Nel 1957, Satoko viene a sapere dell’esistenza di un nuovo progetto di distruzione del Villaggio. Matsui si reca in prefettura con una petizione redatta con l’aiuto di Satoko, divenuta celebre per le sue opere. Lei desidera ottenere dal comune un altro appezzamento di terreno per il Villaggio delle formiche. Ce n’è uno nella parte di Tokyo conquistata al mare. Per acquistarlo, servono 25 milioni di yen. Satoko espone nella sua stanza un grande striscione : “25 milioni” e prega instancabilmente. A Natale, i suoi genitori vengono al Villaggio e partecipano a una parte della festa. Il sopralluogo di un funzionario della città risulta positivo. Quando, a gennaio, un impiegato del comune viene ad annunciare che il prezzo è sceso, Matsui non esita ad attribuirne il merito a Satoko : « Ecco fatto, siamo riusciti ed è grazie alle Sue preghiere. Ora, tutto ciò che Lei ha da fare è chiedere la Sua guarigione per poter venire con noi a organizzare il nuovo Villaggio delle formiche sul nostro nuovo terreno. » La risposta è semplice : « No, questo non sarà necessario. Dio ci ha concesso tutto ciò che gli avevamo chiesto. Questo è sufficiente. » Il 22 gennaio 1958, Satoko riceve gli ultimi sacramenti e poi si spegne tranquillamente il giorno dopo, all’età di ventinove anni. Il 23 gennaio 2015, papa Francesco ha riconosciuto l’eroicità delle virtù di Satoko. Il Villaggio delle formiche si trasferì nel 1960 sul terreno conquistato al mare nella baia di Tokyo. Nel 1951, in Francia, l’abbé Pierre aveva fondato le comunità di Emmaus. Uno dei suoi collaboratori, padre Robert Vallade, venne a Tokyo e incontrò Satoko che gli diede saggi consigli per avviare l’opera in Giappone. Dopo la morte di Satoko, il Villaggio delle formiche entrò a far parte dell’organizzazione Emmaus Internazionale.
« La peggior discriminazione di cui soffrono i poveri, scrive papa Francesco, è la mancanza di attenzione spirituale.

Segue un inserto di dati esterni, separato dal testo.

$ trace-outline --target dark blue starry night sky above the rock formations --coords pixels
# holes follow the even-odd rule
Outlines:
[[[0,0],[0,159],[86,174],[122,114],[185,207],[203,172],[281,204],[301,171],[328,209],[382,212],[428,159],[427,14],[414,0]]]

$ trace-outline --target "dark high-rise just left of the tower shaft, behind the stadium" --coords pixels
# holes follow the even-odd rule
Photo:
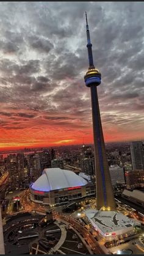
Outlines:
[[[81,169],[84,174],[94,175],[95,173],[95,159],[94,158],[83,158],[81,160]]]

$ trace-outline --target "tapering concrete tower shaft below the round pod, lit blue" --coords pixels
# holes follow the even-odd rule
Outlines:
[[[99,112],[97,87],[92,85],[90,90],[92,100],[93,140],[95,149],[96,208],[99,210],[101,207],[110,207],[110,209],[115,210],[115,199],[113,196],[113,188],[110,179],[109,166],[107,163],[101,116]]]

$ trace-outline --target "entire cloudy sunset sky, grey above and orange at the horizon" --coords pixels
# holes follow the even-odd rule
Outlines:
[[[144,2],[0,2],[0,149],[93,143],[85,10],[106,142],[144,139]]]

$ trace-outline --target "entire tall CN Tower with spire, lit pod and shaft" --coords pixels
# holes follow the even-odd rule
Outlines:
[[[107,163],[106,148],[104,144],[103,129],[101,125],[101,115],[99,112],[97,86],[101,84],[101,73],[93,65],[92,43],[90,42],[90,32],[88,29],[87,13],[87,50],[89,68],[84,76],[85,85],[90,87],[92,101],[93,118],[93,140],[95,149],[95,169],[96,169],[96,197],[97,210],[115,210],[115,198],[113,196],[112,182],[110,180],[109,166]]]

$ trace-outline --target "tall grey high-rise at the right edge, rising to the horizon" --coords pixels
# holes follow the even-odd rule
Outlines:
[[[144,150],[142,141],[131,142],[131,159],[133,170],[144,170]]]

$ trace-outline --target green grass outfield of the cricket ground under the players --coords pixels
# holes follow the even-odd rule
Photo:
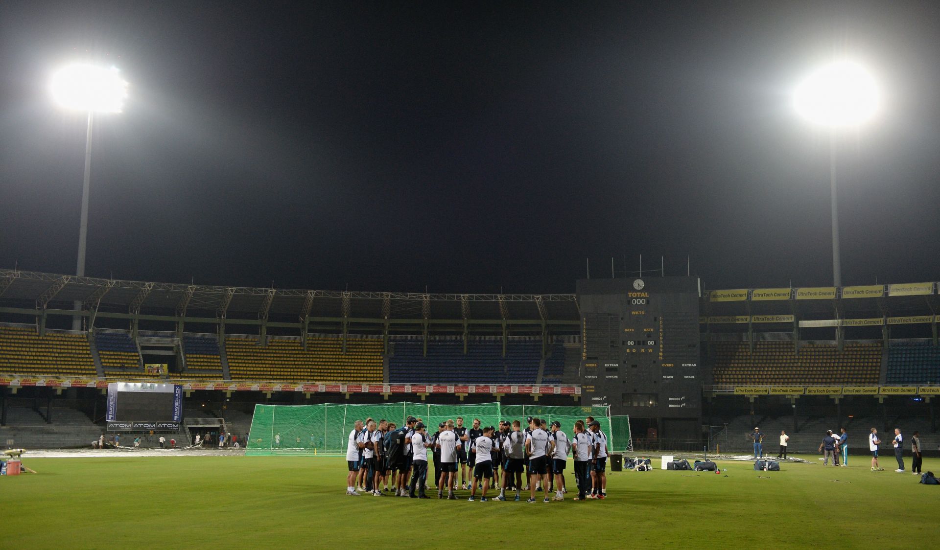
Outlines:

L’immensa maggioranza dei poveri possiede una speciale apertura alla fede ; hanno bisogno di Dio e non possiamo tralasciare di offrire loro la sua amicizia, la sua benedizione, la sua Parola, la celebrazione dei Sacramenti e la proposta di un cammino di crescita e di maturazione nella fede. » (Evangelii gaudium, 24 novembre 2013, n. 200). Conquistata alla fede cattolica dall’esempio di un discepolo di san Francesco, la stessa Satoko Kitahara ha lasciato lei stessa tutti i vantaggi umani di cui era provvista per mettere questo tesoro della fede, che genera Vita eterna, alla portata dei più poveri. Chiediamole di aiutarci a testimoniare concretamente la nostra fede.